As an early advocate of solid state hard drives …

… I feel ethically and morally obligated to let you in on a dirty little secret I've discovered in the last two years of full time SSD ownership. Solid state hard drives fail. A lot. And not just any fail. I'm talking about catastrophic, oh-my-God-what-just-happened-to-all-my-data instant gigafail. It's not pretty.


This is a companion discussion topic for the original blog entry at: http://www.codinghorror.com/blog/2011/05/the-hot-crazy-solid-state-drive-scale.html

I use my SSD fully expecting it to fail.
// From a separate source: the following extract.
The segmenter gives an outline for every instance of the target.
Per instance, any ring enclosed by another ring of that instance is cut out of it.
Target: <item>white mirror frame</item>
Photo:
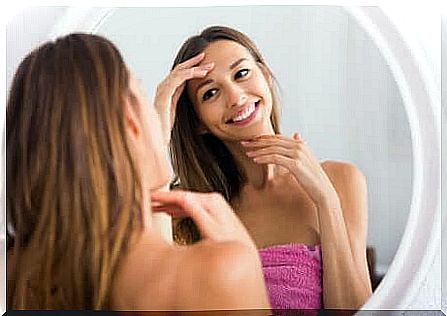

Just like I date crazy girls fully expecting them to stab me: Always have that backup plan!

My SSD simply holds my OS and apps, while my big mechanical drive (anything Western Digital Caviar Black) holds my docs. The projects that require serious I/O (like my localhost and 20 drupal sites) run off the the SSD but are, of course, version controlled through Git. That drive could nuke before I’m done with this post and I would be just fi

Hey thanks Jeff for posting…
I have been thinking about SSD’s for a while now, and wondering what their reliability is like… given what you said, it certainly sounds fine to put up with the hassles for the enhanced speed. Considering most of what I do these days is either backed up locally via NAS, and Dropbox, and GIT for dev work, it really isn’t like the bad old days (I remember buying an Amstrad PC-1512 - ok, I am originally from the UK, and that was the first real PC I could afford back then - it had a WD 10mb HD that fitted into a card slot… wow that thing failed…).
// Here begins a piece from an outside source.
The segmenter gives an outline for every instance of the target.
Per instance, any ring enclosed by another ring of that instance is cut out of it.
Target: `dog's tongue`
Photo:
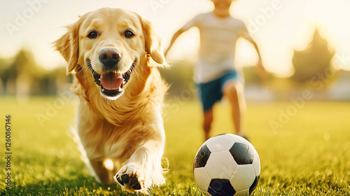
[[[113,90],[120,87],[124,79],[122,78],[122,75],[120,74],[109,72],[101,75],[99,80],[105,89]]]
So, my rather modest AMD based laptop should squeal with delight once I get an SSD for it… happy hardware is good hardware!

Let the madness begin!

Do you know why they are failing? Have you had any problems getting free replacements? Have the manufacturers said why the reliability is so bad?

It might be costly, but would you consider buying 2 and using RAID 1, so that if 1 fails, the other one will still be working?

Let’s do the math:

Average life of SSD = 227.375 days (based on Wills’ data)
Price of recommended SSD = $524.99

SSD tax = $2.31/day, ~$70/month, ~$843/year.
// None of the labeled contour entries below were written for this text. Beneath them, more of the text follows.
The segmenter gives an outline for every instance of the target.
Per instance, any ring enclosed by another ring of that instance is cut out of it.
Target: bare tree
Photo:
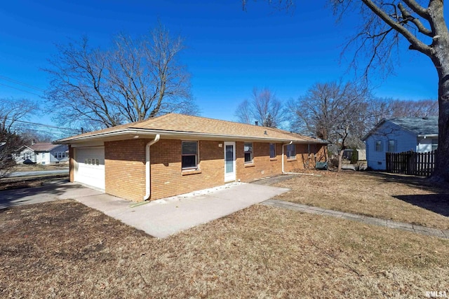
[[[27,99],[1,99],[0,130],[18,131],[18,121],[27,119],[36,110],[36,104]]]
[[[277,127],[283,120],[282,103],[269,88],[254,88],[250,99],[242,102],[235,112],[239,122]]]
[[[272,3],[271,0],[268,2]],[[272,1],[288,8],[294,0]],[[363,74],[378,70],[387,74],[397,63],[398,49],[408,49],[430,58],[438,76],[438,149],[434,177],[449,181],[449,30],[443,0],[329,0],[337,20],[359,15],[360,26],[346,49],[355,52],[356,67],[366,59]],[[243,6],[246,0],[242,0]],[[361,60],[360,59],[361,58]],[[417,74],[416,76],[419,76]]]
[[[15,166],[11,154],[23,144],[18,134],[18,123],[33,113],[34,104],[25,99],[0,100],[0,178],[6,176]]]
[[[438,116],[438,101],[422,99],[419,101],[374,98],[369,102],[368,111],[370,125],[373,127],[382,119]]]
[[[141,39],[119,34],[107,50],[92,48],[86,37],[58,49],[44,71],[51,78],[46,98],[60,124],[107,127],[196,111],[190,75],[178,61],[182,40],[161,24]]]
[[[347,146],[360,145],[366,130],[367,107],[366,90],[354,83],[316,83],[304,96],[288,104],[294,126],[307,128],[338,147],[339,171]]]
So really, SSDs are just the Netflix Chaos Monkey of your personal backup strategy :slight_smile:

A bit more math (wish I could edit the previous comment):

4 TB RAID 01 or 10 setup using WD Caviar Blacks = $640
1.2 TB RAID 01 or 10 setup using WD VelociRaptors = $1,000

Obviously this is only feasible for a desktop, but for $115+ more you get:

  1. 5 to 16 times the capacity
  2. Years, not months, of life
  3. Instant and automatic backups
  4. Comparable speed for most practical purposes

@Can Berk Güder, comparable speed? Sequential, sure, but nobody cares about that on SSDs except marketing weasels. What we care about is random 4K, which the Vertex can do 250MB/s incompressible, while HDDs struggle to do 1MB/s each (the high-density - 3TB - 7200 3.5" ones, smaller/older are far worse).

Oh and… you stick those 3.5" drives into a notebook. You could stick two VelociRaptors, but notebooks don’t supply 12V to the drives, so you don’t give them power.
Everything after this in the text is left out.